As a review of the Hatena blog I wrote in 2019, I decided to create a WordCloud for my blog article [^ 1]. After a little research, I found an article calling the API of the blog in JavaScript. So I tried to do the same in Python. This article summarizes what I learned by moving my hands.
[^ 1]: Update the link after publication
The scripts covered in this article do the following:
--Get a list of Hatena blog articles you wrote --Separate the articles written on the Hatena blog into files and save them on your computer.
There are two topics to discuss:
$ sw_vers
ProductName: Mac OS X
ProductVersion: 10.14.4
BuildVersion: 18E226
$ python -V
Python 3.7.3 #I am creating a virtual environment with the venv module
$ pip list | grep requests
requests 2.22.0
Preparation consists of two steps.
--Learn how to parse XML in Python --Call the API using your credentials
Hatena Blog AtomPub | http://developer.hatena.ne.jp/ja/documents/blog/apis/atom
An API using the Atom Publishing Protocol (AtomPub) is open to the public.
Hatena Blog In order to use AtomPub, the client needs to perform OAuth authentication, WSSE authentication, or Basic authentication.
This time, I implemented it with ** Basic authentication **.
As described in "Getting a list of blog entries" in the above document, the ** response is returned in XML **.
I used the standard module ElementTree XML API (https://docs.python.org/ja/3/library/xml.etree.elementtree.html).
The xml.etree.ElementTree module implements a simple and efficient API for parsing and creating XML data.
Let's see the XML operation with a simple example. The same operation was performed on the response of the Hatena blog Atom Pub.
practice.py
import xml.etree.ElementTree as ET
sample_xml_as_string = """<?xml version="1.0"?>
<data>
<member name="Kumiko">
<grade>2</grade>
<instrument>euphonium</instrument>
</member>
<member name="Kanade">
<grade>1</grade>
<instrument>euphonium</instrument>
</member>
<member name="Mizore">
<grade>3</grade>
<instrument>oboe</instrument>
</member>
</data>"""
root = ET.fromstring(sample_xml_as_string)
Specify the -i
option [^ 2] when executing the script in the Python interpreter.

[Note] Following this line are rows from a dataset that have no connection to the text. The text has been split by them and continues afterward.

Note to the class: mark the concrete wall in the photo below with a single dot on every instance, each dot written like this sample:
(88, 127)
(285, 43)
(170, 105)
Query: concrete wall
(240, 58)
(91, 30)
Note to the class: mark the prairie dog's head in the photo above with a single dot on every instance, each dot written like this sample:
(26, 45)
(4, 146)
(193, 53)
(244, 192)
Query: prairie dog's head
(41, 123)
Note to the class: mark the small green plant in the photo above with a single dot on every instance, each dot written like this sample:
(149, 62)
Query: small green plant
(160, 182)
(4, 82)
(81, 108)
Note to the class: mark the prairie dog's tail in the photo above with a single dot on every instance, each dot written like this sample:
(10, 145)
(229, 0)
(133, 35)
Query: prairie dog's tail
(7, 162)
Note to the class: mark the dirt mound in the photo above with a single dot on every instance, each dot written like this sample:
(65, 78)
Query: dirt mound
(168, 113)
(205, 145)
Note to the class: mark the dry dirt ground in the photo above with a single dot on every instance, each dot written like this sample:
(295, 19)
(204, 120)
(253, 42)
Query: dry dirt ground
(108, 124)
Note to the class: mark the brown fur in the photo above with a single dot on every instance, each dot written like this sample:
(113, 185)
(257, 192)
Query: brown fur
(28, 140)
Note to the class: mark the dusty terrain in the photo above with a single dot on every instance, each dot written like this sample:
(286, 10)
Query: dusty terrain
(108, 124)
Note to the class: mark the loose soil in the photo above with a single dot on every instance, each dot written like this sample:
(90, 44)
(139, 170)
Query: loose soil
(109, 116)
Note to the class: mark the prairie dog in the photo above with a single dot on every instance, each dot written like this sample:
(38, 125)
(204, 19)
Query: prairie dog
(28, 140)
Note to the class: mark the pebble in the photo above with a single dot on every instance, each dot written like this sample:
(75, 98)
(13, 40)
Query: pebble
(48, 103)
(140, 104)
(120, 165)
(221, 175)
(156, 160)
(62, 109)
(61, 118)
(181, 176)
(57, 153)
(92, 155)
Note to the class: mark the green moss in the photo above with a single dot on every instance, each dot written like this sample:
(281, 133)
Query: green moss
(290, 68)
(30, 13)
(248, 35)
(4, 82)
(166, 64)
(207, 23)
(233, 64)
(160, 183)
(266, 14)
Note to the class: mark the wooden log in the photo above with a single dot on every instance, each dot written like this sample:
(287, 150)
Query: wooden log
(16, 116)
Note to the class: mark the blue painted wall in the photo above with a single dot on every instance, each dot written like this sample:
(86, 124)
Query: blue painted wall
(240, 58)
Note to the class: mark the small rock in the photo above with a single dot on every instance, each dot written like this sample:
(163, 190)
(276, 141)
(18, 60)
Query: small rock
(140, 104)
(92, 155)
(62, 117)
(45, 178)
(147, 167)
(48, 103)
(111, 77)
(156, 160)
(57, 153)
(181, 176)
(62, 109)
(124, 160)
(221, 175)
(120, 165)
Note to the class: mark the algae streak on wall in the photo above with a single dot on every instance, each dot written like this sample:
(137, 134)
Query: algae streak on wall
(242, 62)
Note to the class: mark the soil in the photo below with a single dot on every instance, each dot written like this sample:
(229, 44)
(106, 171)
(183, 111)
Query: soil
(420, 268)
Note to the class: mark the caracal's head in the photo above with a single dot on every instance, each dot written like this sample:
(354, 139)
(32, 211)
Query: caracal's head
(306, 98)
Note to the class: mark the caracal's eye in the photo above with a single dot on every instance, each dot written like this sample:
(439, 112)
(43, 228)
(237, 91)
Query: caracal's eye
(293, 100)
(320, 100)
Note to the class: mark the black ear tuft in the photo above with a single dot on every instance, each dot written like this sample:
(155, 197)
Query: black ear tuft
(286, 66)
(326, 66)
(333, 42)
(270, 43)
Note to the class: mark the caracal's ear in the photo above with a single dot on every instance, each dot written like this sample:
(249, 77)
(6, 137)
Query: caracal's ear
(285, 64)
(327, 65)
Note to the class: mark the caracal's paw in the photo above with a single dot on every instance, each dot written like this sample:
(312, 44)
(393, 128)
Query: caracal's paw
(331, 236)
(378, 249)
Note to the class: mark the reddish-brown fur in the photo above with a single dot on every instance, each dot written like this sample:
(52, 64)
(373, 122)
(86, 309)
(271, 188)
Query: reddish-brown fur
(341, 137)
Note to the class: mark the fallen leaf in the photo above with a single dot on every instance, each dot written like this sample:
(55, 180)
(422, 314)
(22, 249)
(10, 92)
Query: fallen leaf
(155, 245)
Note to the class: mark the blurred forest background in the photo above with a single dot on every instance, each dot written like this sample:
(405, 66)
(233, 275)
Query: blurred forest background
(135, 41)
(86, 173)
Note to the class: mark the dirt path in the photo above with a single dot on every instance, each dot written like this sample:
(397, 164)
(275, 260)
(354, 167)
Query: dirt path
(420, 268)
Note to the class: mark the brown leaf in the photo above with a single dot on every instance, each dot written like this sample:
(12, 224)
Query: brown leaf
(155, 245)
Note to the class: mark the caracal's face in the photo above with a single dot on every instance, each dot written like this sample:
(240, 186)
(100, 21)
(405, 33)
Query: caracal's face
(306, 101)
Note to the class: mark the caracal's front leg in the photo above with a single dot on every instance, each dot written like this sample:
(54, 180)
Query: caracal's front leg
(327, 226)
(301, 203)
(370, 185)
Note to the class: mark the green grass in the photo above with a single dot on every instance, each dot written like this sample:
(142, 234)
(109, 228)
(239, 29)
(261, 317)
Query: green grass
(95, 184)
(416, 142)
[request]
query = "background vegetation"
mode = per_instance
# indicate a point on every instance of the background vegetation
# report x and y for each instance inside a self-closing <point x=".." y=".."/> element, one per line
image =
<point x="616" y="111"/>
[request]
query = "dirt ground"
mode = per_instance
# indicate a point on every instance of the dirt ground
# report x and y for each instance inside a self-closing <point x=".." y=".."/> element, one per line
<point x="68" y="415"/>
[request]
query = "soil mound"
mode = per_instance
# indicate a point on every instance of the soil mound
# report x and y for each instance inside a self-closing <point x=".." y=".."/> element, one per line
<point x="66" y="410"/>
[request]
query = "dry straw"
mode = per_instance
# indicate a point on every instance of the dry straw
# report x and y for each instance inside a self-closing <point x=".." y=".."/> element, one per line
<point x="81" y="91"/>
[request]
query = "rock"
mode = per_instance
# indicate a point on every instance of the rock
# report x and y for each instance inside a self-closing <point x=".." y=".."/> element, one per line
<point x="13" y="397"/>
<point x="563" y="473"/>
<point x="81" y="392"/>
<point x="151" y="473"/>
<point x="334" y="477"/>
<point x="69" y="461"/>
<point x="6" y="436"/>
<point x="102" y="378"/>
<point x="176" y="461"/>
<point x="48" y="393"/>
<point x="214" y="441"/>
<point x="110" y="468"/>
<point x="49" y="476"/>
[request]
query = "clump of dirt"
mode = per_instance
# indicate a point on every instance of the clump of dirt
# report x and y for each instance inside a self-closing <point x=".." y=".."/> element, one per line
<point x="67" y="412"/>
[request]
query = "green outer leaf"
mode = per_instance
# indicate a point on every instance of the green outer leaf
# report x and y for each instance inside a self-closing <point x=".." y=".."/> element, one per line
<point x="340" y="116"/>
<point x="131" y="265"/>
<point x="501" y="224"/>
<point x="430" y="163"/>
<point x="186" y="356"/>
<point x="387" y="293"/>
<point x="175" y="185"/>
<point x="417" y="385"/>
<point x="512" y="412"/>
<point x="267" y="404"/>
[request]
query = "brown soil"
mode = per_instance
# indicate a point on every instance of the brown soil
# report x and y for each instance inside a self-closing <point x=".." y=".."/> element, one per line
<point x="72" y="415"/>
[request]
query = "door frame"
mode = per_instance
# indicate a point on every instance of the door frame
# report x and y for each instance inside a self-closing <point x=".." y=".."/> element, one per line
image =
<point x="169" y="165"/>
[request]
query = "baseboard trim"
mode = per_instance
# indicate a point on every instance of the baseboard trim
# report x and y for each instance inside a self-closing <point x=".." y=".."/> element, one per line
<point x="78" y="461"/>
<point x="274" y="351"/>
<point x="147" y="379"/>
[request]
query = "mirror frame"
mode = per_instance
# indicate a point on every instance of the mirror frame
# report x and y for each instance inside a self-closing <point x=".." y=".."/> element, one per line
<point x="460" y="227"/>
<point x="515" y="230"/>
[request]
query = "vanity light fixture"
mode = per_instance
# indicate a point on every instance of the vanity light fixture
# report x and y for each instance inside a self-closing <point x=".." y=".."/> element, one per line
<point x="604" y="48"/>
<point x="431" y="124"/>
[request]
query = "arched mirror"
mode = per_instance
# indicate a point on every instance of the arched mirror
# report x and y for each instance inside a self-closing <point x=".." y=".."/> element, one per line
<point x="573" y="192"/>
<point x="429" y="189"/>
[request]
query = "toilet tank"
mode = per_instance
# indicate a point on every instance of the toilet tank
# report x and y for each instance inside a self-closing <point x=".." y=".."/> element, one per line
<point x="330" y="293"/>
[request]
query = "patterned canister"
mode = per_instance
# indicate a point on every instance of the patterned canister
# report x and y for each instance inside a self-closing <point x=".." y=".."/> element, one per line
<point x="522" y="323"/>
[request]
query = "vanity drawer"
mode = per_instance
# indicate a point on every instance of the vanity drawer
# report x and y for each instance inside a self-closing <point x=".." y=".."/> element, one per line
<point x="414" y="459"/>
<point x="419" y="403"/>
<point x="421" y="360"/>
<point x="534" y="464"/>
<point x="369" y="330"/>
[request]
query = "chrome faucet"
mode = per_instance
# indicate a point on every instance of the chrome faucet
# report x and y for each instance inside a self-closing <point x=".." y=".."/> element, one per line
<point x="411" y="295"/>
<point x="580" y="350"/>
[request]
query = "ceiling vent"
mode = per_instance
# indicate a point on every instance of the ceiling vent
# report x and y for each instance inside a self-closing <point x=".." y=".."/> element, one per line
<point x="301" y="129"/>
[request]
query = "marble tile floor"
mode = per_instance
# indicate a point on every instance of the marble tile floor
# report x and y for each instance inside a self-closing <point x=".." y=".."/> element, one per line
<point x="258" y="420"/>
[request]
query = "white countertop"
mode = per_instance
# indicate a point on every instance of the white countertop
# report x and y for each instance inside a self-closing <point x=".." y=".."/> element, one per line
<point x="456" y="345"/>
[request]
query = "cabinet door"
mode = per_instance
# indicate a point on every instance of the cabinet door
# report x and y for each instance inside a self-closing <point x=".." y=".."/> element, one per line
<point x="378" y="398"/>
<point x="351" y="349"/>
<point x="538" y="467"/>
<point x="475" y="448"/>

This specification brings up interactive mode after the script is executed (the intention is to avoid having to enter XML strings from interactive mode).
$ python -i practice.py
>>> root
<Element 'data' at 0x108ac4f48>
>>> root.tag # <data>Represents a tag
'data'
>>> root.attrib # <data>Attributes on tags(attribute)Not
{}
>>> for child in root: # <data>Nested in tags<member>You can take out the tag
... print(child.tag, child.attrib)
...
member {'name': 'Kumiko'} #member is an attribute called name(attribute)have
member {'name': 'Kanade'}
member {'name': 'Mizore'}
In addition to the for
statement, the XML tag nesting structure can also be handled by the find
and findall
methods [^ 3].
--find
: "Find the first child element with a specific tag"
--findall
: "Find only the direct child elements of the current element by tag"
>>> #Continued
>>> someone = root.find('member')
>>> print(someone.tag, someone.attrib)
member {'name': 'Kumiko'} #First child element(member)It has become
>>> members = root.findall('member')
>>> for member in members:
... print(member.tag, member.attrib)
...
member {'name': 'Kumiko'} #All child elements(member)Has been taken out
member {'name': 'Kanade'}
member {'name': 'Mizore'}
>>> for member in members:
... instrument = member.find('instrument')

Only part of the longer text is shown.